Phelps: Il Concilio di Trento fu la risposta di Roma alla Riforma protestante. E’ bene ricordare che fu la Riforma protestante a condurci verso la libertà politica che conosciamo oggi. In assenza della Riforma oggi non sarebbero potute esistere cose come la sovranità nazionale, il diritto privato, i diritti umani.

Così, quando la Riforma introdusse la dottrina della salvezza per grazia, mediante la sola fede, senza bisogno di alcuna intermediazione sacerdotale, Roma fu privata di gran parte del suo potere spirituale.

In paesi come Olanda, Inghilterra e Germania i sacerdoti iniziarono ad essere ignorati dalla gente, sempre più convinta di potere trovare la propria salvezza direttamente nelle parole di Dio codificate nella Bibbia e nelle sacre scritture. Il Sacro Romano Impero iniziò a sfaldarsi. Carlo V, l’imperatore, si dimise per diventare monaco e giardiniere. All’epoca il Signore si mosse potentemente per spezzare il potere del Sacro Romano Impero, iniziato con Carlo Magno.

Capirai quindi come tutto ciò non fosse per nulla positivo per Roma, che iniziò a perdere un sacco di soldi. Le nazioni non pagavano più lo “obolo di San Pietro” (che oggi chiamiamo “aiuti esteri”) al Vaticano. E tutto ciò fece molto arrabbiare il Papa.

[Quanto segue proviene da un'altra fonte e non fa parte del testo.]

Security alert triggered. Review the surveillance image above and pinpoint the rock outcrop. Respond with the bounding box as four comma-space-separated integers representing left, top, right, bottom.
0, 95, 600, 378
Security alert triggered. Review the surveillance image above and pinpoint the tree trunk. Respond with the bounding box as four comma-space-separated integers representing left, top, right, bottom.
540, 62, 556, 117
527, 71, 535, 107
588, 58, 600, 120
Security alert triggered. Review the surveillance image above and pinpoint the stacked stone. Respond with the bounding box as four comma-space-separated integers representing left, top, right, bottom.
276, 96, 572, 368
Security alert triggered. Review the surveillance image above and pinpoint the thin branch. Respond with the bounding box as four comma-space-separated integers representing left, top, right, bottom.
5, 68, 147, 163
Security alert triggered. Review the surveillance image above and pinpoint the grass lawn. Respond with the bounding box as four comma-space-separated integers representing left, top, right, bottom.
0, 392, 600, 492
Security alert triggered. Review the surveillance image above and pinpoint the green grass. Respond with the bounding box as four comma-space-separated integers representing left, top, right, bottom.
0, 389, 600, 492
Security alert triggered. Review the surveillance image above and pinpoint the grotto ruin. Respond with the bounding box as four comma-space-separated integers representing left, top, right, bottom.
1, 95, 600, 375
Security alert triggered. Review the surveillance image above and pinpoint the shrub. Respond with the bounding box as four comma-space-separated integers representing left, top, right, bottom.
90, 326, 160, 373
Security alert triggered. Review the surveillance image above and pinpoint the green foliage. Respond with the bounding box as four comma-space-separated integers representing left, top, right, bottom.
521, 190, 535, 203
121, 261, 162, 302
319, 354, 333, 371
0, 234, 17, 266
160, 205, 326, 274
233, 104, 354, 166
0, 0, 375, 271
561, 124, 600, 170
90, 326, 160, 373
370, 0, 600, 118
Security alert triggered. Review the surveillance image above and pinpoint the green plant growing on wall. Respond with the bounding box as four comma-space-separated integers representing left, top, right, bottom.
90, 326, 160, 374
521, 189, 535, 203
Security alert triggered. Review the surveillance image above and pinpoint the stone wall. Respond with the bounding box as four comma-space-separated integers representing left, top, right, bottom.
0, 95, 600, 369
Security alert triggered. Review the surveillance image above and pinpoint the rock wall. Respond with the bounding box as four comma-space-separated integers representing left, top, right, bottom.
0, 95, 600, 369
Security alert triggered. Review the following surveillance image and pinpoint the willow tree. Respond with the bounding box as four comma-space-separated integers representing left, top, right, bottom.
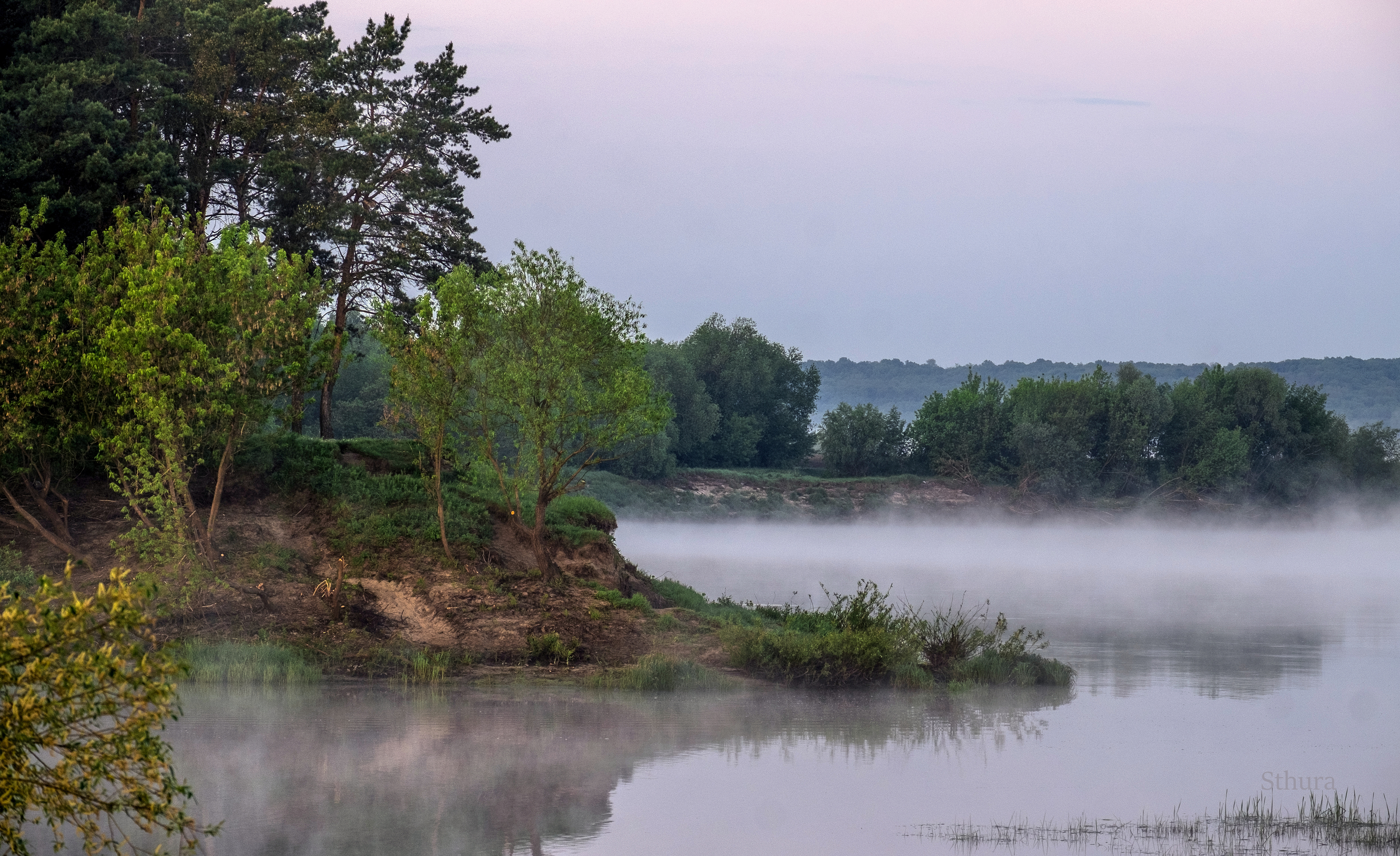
464, 242, 671, 579
304, 15, 510, 439
77, 210, 322, 567
0, 571, 210, 855
374, 269, 490, 559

E’ molto importante ricordare che il Papa possedeva due poteri – spirituale e temporale – e che con la perdita del suo potere spirituale, si indebolivano anche i suoi poteri temporali. In altre parole, stava perdendo la facoltà di governare i popoli attraverso i loro sovrani, perché questi ultimi – ad esempio Enrico VIII – avevano smesso di riconoscergliela.

Enrico VIII si separò dalla Chiesa romana e istituì la Chiesa d’Inghilterra, non più soggetta al papa. Tutto ciò andò a ripetersi anche in Germania, in Olanda, e in altri paesi.

La conseguenza di tutto ciò fu che il Diavolo risuscitò Ignazio di Loyola, con i suoi Esercizi Spirituali. Loyola fu membro degli Alumbrados spagnoli, coloro che oggi chiamiamo Illuminati. Consacrò l’Ordine dei Gesuiti allo scopo di riconquistare ciò che la Riforma aveva sottratto a Roma – ciò che il Signore aveva fatto attraverso Lutero, Calvino, e Knox. A proposito, è interessante notare come nessuno degli anzidetti personaggi morì di morte violenta. Vissero tutti fino ad una veneranda età e morirono serenamente, in mezzo alle macchinazioni dei Gesuiti (Sarà anche interessante, ma non depone molto a favore della versione di Phelps – n.d.t.)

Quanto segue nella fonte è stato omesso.